Этот вечер никогда не кончится.
Но Адам продолжал наблюдать.
Он сглотнул имбирный эль. Он не был уверен, что это, на самом деле, было уже не шампанское. Вечеринка превращалась в дьявольский пир: блуждающие огоньки отражались в медных качающихся лампах, невозможно яркое мясо преподносилось на увитых плющом тарелках, мужчины в черном, женщины с ювелирными украшениями в зеленом и красном. Нарисованные на потолке деревья низко склонялись над головами. Адам был напряжен и опустошен здесь и где-либо еще. Все было ненастоящим, кроме него и Гэнси.
Перед ним была женщина, разговаривающая с матерью Гэнси. Каждый, кто ловил Гэнси, также разговаривал с его матерью или просто пожимал ее руку, или улавливал ее движение между одетыми в темное посетителями.
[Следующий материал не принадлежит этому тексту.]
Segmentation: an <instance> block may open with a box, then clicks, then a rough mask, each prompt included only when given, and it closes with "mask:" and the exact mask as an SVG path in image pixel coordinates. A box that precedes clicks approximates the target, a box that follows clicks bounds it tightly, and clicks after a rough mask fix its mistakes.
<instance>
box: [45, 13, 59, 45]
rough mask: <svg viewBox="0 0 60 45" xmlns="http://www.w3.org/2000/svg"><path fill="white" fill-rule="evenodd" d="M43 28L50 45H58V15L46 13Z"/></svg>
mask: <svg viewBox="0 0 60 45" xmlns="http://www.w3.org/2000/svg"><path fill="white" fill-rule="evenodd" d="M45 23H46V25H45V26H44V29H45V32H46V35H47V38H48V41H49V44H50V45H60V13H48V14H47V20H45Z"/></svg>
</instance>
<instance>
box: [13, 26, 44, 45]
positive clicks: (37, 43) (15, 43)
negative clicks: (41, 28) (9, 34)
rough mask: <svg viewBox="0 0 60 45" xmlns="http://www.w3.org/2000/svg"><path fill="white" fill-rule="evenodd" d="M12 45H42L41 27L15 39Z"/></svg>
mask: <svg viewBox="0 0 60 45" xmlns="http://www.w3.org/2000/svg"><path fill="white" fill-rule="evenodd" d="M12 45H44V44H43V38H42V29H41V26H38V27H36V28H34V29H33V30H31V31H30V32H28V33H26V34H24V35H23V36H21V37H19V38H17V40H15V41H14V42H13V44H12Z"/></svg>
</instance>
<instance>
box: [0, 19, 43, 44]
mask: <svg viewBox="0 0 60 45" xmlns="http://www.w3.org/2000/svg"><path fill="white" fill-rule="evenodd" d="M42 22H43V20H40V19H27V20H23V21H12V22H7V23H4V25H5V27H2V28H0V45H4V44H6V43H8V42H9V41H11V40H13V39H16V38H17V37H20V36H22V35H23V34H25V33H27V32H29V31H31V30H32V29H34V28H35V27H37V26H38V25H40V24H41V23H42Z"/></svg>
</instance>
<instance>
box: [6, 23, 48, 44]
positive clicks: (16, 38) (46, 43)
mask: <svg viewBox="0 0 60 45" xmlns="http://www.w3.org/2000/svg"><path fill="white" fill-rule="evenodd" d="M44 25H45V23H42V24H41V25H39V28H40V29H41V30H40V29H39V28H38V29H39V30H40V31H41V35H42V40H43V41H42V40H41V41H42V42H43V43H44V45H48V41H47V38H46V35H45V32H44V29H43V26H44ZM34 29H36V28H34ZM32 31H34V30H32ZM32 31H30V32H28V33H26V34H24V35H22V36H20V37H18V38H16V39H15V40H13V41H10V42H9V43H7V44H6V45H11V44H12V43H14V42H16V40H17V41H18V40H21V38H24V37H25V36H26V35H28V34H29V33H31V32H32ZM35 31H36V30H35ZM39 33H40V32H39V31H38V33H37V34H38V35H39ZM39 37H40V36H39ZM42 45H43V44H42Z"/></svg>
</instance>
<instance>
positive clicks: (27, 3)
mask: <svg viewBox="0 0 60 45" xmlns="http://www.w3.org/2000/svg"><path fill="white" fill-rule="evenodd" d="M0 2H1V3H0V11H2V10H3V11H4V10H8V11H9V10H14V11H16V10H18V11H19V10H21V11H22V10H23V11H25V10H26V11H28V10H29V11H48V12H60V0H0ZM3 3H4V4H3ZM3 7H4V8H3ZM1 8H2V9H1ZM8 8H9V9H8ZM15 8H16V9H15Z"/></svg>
Это была тщательно продуманная политическая игра, где его мать исполняла роль любимого, но исключительного призрака; несмотря на то, что все припоминали, что видели ее, никто не мог фактически назвать ее местонахождение в определенный момент.
— Ты так… — женщина обратилась к Гэнси, — …вырос с тех пор, как я видела тебя в последний раз. Тебе, должно быть, почти… — и в этот момент припоминания возраста Гэнси, она заколебалась. Адам знал, что она ощутила то самое различие его друга: чувство, будто бы Гэнси одновременно и молод, и стар, будто бы он только что прибыл и всегда был.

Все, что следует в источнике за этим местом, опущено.